Esperanza

Esperanza
El cuento es un poco gris, pero la esperanza es lo primero que nos agarra cuando comienza el año ¿no? ¡Feliz 2010!

Todos guardamos silencio mientras vemos a la abuela sentarse. Expectantes, nos preparamos para escuchar la historia, la misma que cuenta todos los años…su historia. La quietud es completa, la anciana nos mira con ternura y sus labios se mueven sin emitir sonidos, después sonríe levemente y comienza de nuevo.

-Era el año del Zorro cuando cayó fuego del cielo – su voz es suave, melódica- En un momento devoró ciudades y campos dejando al mundo tan caliente como el sol…pasó el tiempo, no supe cuanto, porque yo soñaba dentro de la caja de metal, cuando desperté, todo a mi alrededor estaba destruido, quizá fue una bomba o un terremoto causado por el caos que se desarrollaba en la superficie, en realidad eso no importaba, pues las 58 personas que habían entrado conmigo al refugio ya no existían, estaba sola.

Después de la desesperación y el miedo llegó la calma y la resignación y también la esperanza porque, para algo estaba viva ¿no?
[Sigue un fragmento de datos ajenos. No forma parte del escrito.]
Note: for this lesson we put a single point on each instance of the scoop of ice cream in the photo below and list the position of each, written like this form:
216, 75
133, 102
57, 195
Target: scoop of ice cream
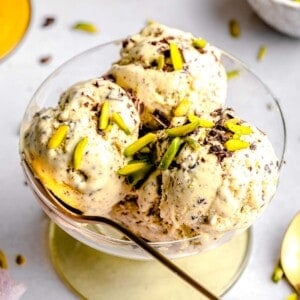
220, 181
148, 70
9, 288
93, 186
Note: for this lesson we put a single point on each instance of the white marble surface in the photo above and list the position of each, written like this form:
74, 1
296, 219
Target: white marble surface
23, 227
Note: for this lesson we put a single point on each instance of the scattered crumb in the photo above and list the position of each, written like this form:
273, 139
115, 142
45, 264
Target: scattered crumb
20, 260
45, 59
9, 288
48, 21
3, 260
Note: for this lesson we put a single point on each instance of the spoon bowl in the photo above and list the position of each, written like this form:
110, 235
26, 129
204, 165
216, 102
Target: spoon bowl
290, 253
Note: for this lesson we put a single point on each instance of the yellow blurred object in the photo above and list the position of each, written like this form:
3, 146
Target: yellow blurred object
14, 21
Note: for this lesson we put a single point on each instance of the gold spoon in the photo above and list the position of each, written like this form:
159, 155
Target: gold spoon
290, 253
72, 213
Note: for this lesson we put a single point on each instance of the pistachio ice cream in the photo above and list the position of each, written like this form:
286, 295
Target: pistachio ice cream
151, 145
161, 66
72, 156
215, 184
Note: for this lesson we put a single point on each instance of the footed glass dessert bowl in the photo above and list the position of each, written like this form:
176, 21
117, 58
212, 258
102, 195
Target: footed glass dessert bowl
101, 255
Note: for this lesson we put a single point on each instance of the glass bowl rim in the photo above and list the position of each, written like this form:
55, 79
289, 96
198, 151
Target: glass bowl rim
84, 230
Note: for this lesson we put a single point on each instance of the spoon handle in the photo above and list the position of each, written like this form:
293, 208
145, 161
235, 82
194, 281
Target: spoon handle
153, 252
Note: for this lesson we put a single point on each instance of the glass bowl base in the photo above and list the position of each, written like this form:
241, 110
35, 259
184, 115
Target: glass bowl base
95, 275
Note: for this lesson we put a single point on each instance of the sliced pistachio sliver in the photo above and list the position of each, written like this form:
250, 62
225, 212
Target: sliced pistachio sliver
3, 260
277, 274
104, 116
139, 144
170, 154
160, 62
116, 117
234, 28
199, 43
234, 145
232, 74
239, 129
182, 130
132, 168
87, 27
58, 137
192, 143
182, 108
79, 152
176, 57
261, 53
202, 122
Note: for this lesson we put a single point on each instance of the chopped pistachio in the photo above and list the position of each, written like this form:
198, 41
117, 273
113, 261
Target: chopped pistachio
234, 145
133, 167
292, 296
199, 43
183, 129
116, 117
170, 154
87, 27
261, 53
236, 136
108, 128
176, 57
235, 128
104, 116
3, 260
182, 108
202, 122
160, 62
140, 175
140, 144
232, 74
145, 150
277, 274
193, 143
58, 137
234, 28
79, 152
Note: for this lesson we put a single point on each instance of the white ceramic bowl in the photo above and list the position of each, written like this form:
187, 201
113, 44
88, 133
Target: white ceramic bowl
283, 15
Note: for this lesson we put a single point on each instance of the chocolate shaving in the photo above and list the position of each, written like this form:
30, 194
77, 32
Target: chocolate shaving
160, 119
48, 21
45, 59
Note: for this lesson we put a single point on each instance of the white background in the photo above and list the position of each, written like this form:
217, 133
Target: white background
23, 226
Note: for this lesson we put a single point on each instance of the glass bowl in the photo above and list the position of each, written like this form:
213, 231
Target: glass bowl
250, 98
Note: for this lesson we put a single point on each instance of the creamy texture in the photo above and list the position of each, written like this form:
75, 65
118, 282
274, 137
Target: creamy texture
208, 191
202, 80
205, 191
96, 186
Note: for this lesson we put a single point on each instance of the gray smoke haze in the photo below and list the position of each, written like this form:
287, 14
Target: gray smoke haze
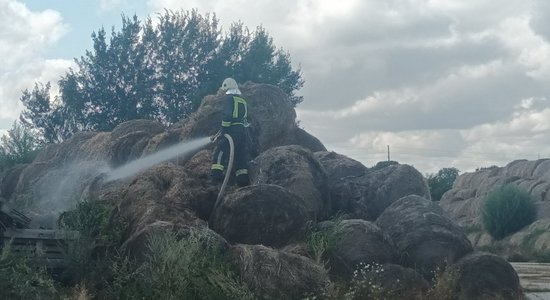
61, 189
141, 164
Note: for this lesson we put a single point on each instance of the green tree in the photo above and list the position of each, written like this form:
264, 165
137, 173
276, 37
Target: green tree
20, 145
506, 210
442, 182
155, 70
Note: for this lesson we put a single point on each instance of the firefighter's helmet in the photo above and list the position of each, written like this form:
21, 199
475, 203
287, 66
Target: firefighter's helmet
229, 84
Todo lo que tenia que hacer era conservarme fuerte y esperar, esperar el tiempo necesario para  poder salir.

Así, año tras año envié una sonda a la superficie que por unos segundos me informaba  del panorama exterior, una sonda que esperaba un día, no terminara convertida en un montoncito de circuitos incandescentes e inservibles.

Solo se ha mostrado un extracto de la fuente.